Along with all this seafood came steamed savory egg custard and miso soup. The waitress, who had whisked away the lobster remains after we’d eaten the meat, later returned with a delicate lobster broth that included the claws and legs. And just to make sure we were perfectly satisfied, she brought another round of kimchi and bowls of rice.
Even Odaesan’s less elaborate sashimi meals are meant for groups, but the menu doesn’t specify how many people each will serve. Prices for these dinners vary from $30 to $120, so be sure to ask.
Combination sashimi dinners are the restaurant’s best dining experience, and the prices make sense when the meals are shared family style.
People often combine the sashimi meals with other dishes too, maybe a steamed or grilled fish or one of the scorchingly spicy soups such as the cod roe specialty, al tchigae. Unless you’re ordering live fish (such as the sometimes-available uni in the shell) the sushi bar is not extraordinary.
Your selection is a bit limited if you are a party of one or two.
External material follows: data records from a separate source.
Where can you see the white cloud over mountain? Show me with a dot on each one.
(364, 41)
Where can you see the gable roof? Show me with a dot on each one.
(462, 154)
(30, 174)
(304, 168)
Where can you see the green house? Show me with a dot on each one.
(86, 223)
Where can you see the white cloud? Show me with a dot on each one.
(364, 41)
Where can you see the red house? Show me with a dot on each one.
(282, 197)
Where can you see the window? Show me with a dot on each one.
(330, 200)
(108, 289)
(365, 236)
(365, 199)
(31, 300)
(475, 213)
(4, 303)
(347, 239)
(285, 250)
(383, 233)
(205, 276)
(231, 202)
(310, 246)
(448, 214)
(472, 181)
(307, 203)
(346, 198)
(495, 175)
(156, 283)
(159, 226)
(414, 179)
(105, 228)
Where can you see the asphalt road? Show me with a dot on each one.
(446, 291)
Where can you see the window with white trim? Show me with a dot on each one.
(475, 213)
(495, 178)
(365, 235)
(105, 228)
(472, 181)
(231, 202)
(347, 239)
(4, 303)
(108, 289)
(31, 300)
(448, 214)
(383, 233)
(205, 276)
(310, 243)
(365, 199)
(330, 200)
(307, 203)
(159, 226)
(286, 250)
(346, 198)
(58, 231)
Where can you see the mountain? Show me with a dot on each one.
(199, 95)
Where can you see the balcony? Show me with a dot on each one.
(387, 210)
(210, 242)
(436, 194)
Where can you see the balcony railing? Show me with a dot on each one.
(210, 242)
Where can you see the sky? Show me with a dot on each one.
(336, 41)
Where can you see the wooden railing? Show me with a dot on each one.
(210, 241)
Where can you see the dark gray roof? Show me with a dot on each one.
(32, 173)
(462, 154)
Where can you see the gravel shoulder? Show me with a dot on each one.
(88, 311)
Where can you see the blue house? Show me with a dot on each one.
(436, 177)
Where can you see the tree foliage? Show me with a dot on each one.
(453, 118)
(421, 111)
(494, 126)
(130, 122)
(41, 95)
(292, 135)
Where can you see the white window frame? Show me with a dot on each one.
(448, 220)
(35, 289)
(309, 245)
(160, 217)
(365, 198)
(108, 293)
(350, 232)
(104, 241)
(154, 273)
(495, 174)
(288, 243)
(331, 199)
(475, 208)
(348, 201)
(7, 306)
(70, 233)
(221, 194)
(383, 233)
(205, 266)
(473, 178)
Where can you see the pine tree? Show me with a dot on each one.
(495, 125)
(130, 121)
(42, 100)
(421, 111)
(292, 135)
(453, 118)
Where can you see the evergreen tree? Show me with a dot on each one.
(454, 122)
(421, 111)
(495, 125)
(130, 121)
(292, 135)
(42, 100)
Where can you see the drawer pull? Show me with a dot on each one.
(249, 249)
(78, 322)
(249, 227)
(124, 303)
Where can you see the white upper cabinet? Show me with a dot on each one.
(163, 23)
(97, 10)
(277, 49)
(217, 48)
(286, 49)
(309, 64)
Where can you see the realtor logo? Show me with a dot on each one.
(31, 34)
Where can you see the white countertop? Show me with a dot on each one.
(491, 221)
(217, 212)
You can get hwe dup bap, a raw fish salad presented in a sink-sized porcelain bowl that involves layers of freshly diced tuna, yellowtail, salmon and crunchy roe surround by a salad served on rice. It’s still a generous array, fine for one or two. The dressing is a sinister-looking hot sauce (fortunately, its bite is moderated by vinegar and sugar). A good bet for singles and couples who love fish roe is al bap, a sort of Asian caviar plate: a rainbow of variously colored roes arranged on rice.
Sushi and sashimi may be Japanese terms, but the Korean culture has given raw-seafood dining a very different personality. While Japanese sushi chefs arrange artful individual portions for each customer, eating sashimi Korean-style is a convivial group-participation sport. And Odaesan’s posh setting is perfect for the game.